MALVIKA SINGH
And now we are making life miserable for M.F. Husain, the one Indian contemporary painter who put modern Indian art on the map of the world long before the prices went over the roof. I recall Roberto Rosselini, the great Italian film-maker, having many of Husain’s works, as did collectors and museums in Mexico and elsewhere. In those days, S.H. Raza was unheard of, even though he lived in Paris. Today, as Indian art becomes commercial and joins the ranks of international art, India is demeaning its pioneer. Whether you like Husain’s work or not, a democratic nation must protect its citizens against any kind of partisan assault. It is the political leaders who use the vast section of unemployed people and turn them into lumpens by compelling them to act against the law of the land. All the men and occasional women who lead these packs from behind must be hauled over the coals and be made accountable.
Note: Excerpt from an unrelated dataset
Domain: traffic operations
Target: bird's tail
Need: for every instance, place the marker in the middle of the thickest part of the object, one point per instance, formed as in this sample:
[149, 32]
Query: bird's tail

The profound silence of the authorities over this is ominous. Husain’s works hang in many government homes and, if I am not mistaken, in the prime minister’s official residence. Industrialists buy his art hoping the resale value will soar. Will any of these exalted men and women, the privileged and fĂȘted, ever stand up and speak out? Or will they hide quietly in their ivory towers, hoping against hope that their silence will protect them? Where are the voices of protest? Where are the strong voices of the privileged and successful, the Tatas, the Mahindras, the Narayanamurthys, the Premjis, the Razas and the Sabavalas, the Dodiyas and the Sheikhs, the institutional buyers and the museum heads of India, the Amartya Sens, the Amitabh Bachchans, the V.P. Singhs and the Gujrals, to name a few? Are they going to allow this country and civilization to be suffocated with this horror and not pressurize our rulers to govern correctly? Will they watch, with their mouths shut, when these same lumpen elements are given the task of demolishing Khajuraho, because a band of people find it vulgar? Have we become a nation of dumbed down, frightened people, devoid of honesty and integrity, overwhelmed by fear?
Forces of anarchy
When Christian priests are hounded and beaten up in front of television cameras by Hindus, and the authority allows those who led the assault to roam free, what is the ethic that the political rulers are endorsing? Both acts are unacceptable. The Hinduism that I know is tolerant, secure, confident of its tenets and as an Indian, I am appalled by the desecration of an ancient, tried and tested way of life.
Our Constitution has enshrined in its pages the many sane and humane norms that are meant to govern India. Successive governments have permitted those norms to be mutilated. One such law permits any two consenting adult individuals, man and woman, to marry. It is legal. But, the authorities that are mandated to protect that law, never seem to protect those who operate within the law and allow the most horrendous assaults to happen. The rulers of India never act with urgency, nor do they commit themselves by speaking out in public, damning such illegal acts. Kings protected their people. Our leaders are failing our modern democracy.
An unwritten, illegal code of conduct has begun to rule India, a parallel lumpen law, akin to the parallel economy! Akin to the authority silently looking the other way, accepting the continuing use of that black money. Policy-makers indulge occasionally in cosmetic surgery, with voluntary disclosure schemes. Our plural civilization is similarly beginning its gory journey backwards, into talibanization. Our benign rulers look on and away! Soon it will not matter whether the rate of growth is 15 per cent or more, because no investor will want to enter an anarchic, rigid and violent land.